Chinese President Xi Jinping calls for Maldives involvement in 21st century maritime silk road

President of the People’s Republic of China Xi Jingping has called on the Maldives “to get actively involved” in the creation of a 21st century maritime silk road linking China to the east coast of Africa and the Mediterranean.

In an op-ed published in Sun Online ahead of an official state visit, Xi said Maldives’ strategic location in the Indian Ocean had made it an important stop in the ancient maritime Silk Road.

“China welcomes Maldives to get actively involved in building the 21st century maritime Silk Road by leveraging its own strength. China looks forward to working with Maldives to speedily translate this cooperation initiative into reality so as to boost the development and prosperity of all countries and the rise of Asia.”

According to China’s Xinhua News Agency, the Maritime Silk Road and a separate overland Silk Road will bring “new opportunities and a new future to China and every country along the road that is seeking to develop.”

China envisions a trade network where “goods are more abundant and trade is more high-end,” said Xinhua.

Xi is scheduled to arrive in the Maldives at 5:30pm today along with a 200 strong delegation that includes representatives from major Chinese companies.

The visit marks the first ever trip to the country by a Chinese head of state, and is part of an Asia tour that began with a summit of the Shanghai Cooperation Organisation in Tajikistan. After his two-day visit to the Maldives, Xi will also visit Sri Lanka and India.

New Heights

In his op-ed, Xi said China and the Maldives should strengthen political trust, intensify practical cooperation, boost cultural and people to people exchanges and enhance coordination on multilateral issues.

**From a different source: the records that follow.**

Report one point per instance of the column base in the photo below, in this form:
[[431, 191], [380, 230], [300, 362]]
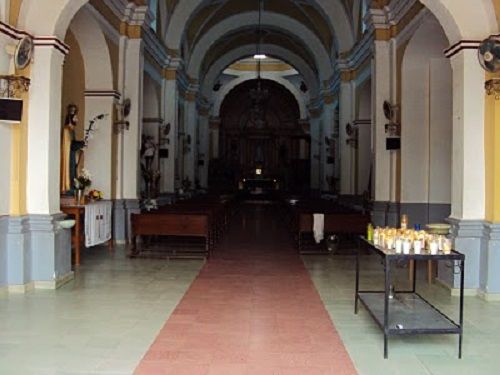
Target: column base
[[423, 213], [490, 263], [393, 213], [38, 253], [379, 214], [122, 209], [468, 236]]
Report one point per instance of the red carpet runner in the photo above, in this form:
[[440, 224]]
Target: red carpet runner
[[252, 310]]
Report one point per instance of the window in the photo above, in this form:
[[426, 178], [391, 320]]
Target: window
[[153, 4]]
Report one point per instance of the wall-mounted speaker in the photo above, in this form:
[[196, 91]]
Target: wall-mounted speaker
[[11, 110], [393, 143]]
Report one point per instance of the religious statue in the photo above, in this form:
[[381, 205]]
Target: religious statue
[[148, 151], [70, 149]]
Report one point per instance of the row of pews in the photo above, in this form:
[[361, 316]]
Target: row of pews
[[338, 219], [202, 218]]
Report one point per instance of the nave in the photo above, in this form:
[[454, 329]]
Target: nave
[[121, 315]]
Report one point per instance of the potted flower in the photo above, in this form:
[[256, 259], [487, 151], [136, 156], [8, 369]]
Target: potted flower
[[82, 182], [95, 195]]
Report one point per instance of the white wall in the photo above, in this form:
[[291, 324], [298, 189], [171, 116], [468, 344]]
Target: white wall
[[5, 140], [426, 115], [5, 160], [364, 135]]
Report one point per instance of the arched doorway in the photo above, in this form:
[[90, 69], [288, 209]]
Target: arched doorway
[[262, 131], [426, 125]]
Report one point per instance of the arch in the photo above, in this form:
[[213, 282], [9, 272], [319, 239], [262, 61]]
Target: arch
[[272, 50], [463, 19], [285, 23], [427, 118], [51, 19], [95, 51], [333, 9], [282, 81]]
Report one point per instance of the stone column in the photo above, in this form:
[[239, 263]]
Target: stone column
[[128, 179], [214, 129], [98, 155], [190, 138], [328, 122], [46, 248], [382, 172], [468, 169], [347, 156], [170, 97], [316, 154], [203, 147]]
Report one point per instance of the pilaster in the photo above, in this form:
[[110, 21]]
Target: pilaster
[[490, 263], [468, 238], [468, 162], [347, 152], [44, 129], [170, 96], [133, 90], [98, 155]]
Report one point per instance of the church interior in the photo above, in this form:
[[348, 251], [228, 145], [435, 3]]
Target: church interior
[[249, 187]]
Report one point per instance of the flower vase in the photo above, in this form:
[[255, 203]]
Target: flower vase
[[79, 197]]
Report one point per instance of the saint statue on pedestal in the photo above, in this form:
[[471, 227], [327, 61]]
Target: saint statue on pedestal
[[70, 149]]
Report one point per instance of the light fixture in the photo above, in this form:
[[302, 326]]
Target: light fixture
[[258, 94], [12, 86], [258, 53], [492, 87]]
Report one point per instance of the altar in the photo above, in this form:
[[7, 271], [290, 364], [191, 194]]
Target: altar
[[93, 224]]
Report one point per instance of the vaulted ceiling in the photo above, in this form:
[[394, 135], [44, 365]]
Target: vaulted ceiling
[[309, 33]]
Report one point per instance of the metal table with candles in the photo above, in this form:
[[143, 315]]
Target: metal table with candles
[[408, 313]]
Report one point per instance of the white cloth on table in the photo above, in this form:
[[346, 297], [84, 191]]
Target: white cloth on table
[[318, 227], [98, 223]]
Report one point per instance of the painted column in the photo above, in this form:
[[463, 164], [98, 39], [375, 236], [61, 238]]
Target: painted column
[[382, 172], [316, 137], [133, 90], [45, 259], [203, 147], [328, 122], [129, 140], [170, 97], [98, 155], [468, 168], [214, 129], [190, 123], [490, 260], [347, 157]]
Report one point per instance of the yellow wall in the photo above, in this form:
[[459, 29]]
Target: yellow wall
[[73, 90], [15, 6], [492, 153]]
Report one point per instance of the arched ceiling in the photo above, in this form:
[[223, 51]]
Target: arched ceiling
[[247, 37], [208, 33], [330, 20]]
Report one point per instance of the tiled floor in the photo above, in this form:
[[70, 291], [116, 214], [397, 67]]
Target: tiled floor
[[101, 323], [252, 310], [105, 321], [425, 354]]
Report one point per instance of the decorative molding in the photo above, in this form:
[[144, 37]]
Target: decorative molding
[[103, 93], [150, 120], [461, 45], [54, 284], [38, 41]]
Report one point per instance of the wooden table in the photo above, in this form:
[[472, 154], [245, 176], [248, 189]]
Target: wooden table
[[78, 211]]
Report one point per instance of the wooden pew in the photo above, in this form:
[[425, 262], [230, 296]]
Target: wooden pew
[[342, 222], [171, 224]]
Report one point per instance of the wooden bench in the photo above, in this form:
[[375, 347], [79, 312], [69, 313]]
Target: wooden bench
[[344, 223], [179, 224]]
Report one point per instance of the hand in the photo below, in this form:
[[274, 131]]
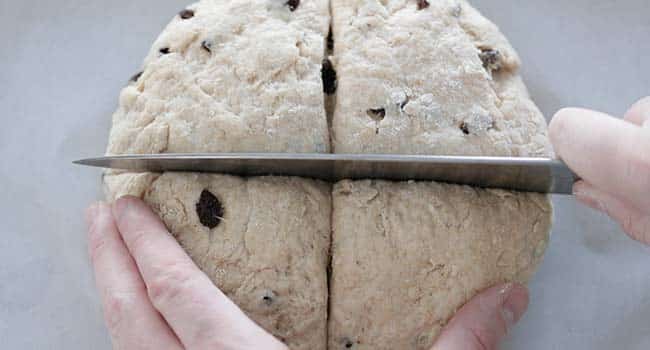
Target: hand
[[484, 320], [612, 156], [153, 295]]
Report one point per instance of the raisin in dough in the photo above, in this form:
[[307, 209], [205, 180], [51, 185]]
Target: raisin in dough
[[263, 241], [407, 255], [230, 76], [239, 76], [428, 77]]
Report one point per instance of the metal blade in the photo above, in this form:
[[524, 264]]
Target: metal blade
[[519, 174]]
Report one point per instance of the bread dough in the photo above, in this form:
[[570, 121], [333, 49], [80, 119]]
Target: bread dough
[[414, 76], [237, 76], [413, 81], [407, 255], [268, 247]]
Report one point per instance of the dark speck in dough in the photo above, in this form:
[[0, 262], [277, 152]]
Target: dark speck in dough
[[135, 77], [377, 114], [328, 74], [422, 4], [206, 45], [209, 209], [186, 14], [491, 59], [464, 128], [293, 4]]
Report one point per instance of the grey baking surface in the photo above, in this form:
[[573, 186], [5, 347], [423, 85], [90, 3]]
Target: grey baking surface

He noted two-way trade between the two countries, particularly in tourism, has been growing in recent years. Chinese holiday-makers now make up nearly one third of all visitors to the Maldives.

“China has been the largest source of tourists for Maldives for four years running. To the Chinese, especially the young people, Maldives is an ideal holiday destination and a romantic retreat.”

He encouraged more Maldivians to visit China for sightseeing and studying, and said the two governments should facilitate travel exchanges and more air routes.

“With these efforts, we will feel close even when we are thousands of miles away from each other.”

Appreciating the Maldivian government’s commitment to the one China policy, Xi said China “will, as always, respect the choice of the political system and development path made by the Maldivian people in light of your national conditions.”

China will pursue close cooperation with the Maldives on climate change and human rights, Xi said.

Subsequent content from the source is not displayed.